Investors were cautious ahead of the results of the US presidential election Tuesday night, and that staved off large price fluctuations.
US crude stockpiles rose 4.4 million barrels in the week to Nov 4, according to the American Petroleum Institute (API). Analysts polled by Reuters had forecast a build of just 1.3 million barrels.
Inventories of refined products fell sharply, with gasoline down 3.6 million barrels and distillates down 4.3 million, API data showed.
Brent futures edged down 26 cents, or 0.6 per cent, to US$46.04 a barrel at 5.09pm (2200 GMT) US crude was 6 cents, or 0.1 per cent, at US$44.83 per barrel. "It seems we're seeing refinery utilisation pulling back a little here," said Matt Smith, director of commodity research at energy data provider ClipperData.
"The bearishness of the crude number has been tempered by the magnitude of the draws to the products."
API's data came ahead of the US government's Energy Information Administration's (EIA) official inventory data on Wednesday.
Mr Smith said crude prices should move on Wednesday, influenced by the EIA numbers and the US election result.
Most investors believe a victory by Republican candidate Donald Trump over Democrat Hillary Clinton would prompt uncertainty and instability in financial markets.
"Everyone is on hold to see what happens in the election.
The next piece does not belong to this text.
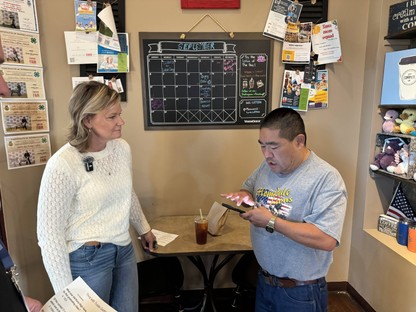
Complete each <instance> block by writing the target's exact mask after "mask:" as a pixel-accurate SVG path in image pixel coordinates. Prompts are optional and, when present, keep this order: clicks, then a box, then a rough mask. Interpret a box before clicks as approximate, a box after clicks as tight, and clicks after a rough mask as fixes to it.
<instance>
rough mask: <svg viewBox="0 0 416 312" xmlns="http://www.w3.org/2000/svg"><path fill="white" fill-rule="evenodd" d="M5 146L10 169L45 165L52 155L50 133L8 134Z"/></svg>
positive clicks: (5, 137) (6, 155) (7, 164)
mask: <svg viewBox="0 0 416 312" xmlns="http://www.w3.org/2000/svg"><path fill="white" fill-rule="evenodd" d="M4 146H5V147H6V156H7V168H8V169H9V170H10V169H19V168H24V167H33V166H39V165H44V164H46V162H47V161H48V159H49V158H50V157H51V145H50V140H49V134H48V133H44V134H36V135H27V136H25V135H16V136H6V137H4Z"/></svg>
There was too much uncertainty for the market to develop a clear direction in price," said James Williams, president of energy consultant WTRG Economics in Arkansas.
Brent crude's premium to the US West Texas Intermediate (WTI) futures contract declined on Tuesday to its lowest level in almost five months. Projections of record Opec output put more pressure on Brent than on US crude.
The Organization of the Petroleum Exporting Countries (Opec) forecast demand for its oil will rise in the next three years, suggesting its 2014 decision to let prices fall has boosted its market share.
The group meets on Nov 30 and has pledged to reach a deal on cutting output to boost prices.
But several member states have asked to be exempt from any deal. Along with questions over the likelihood of non-Opec rival Russia joining in, this has created doubt about Opec's ability to deliver a meaningful cut.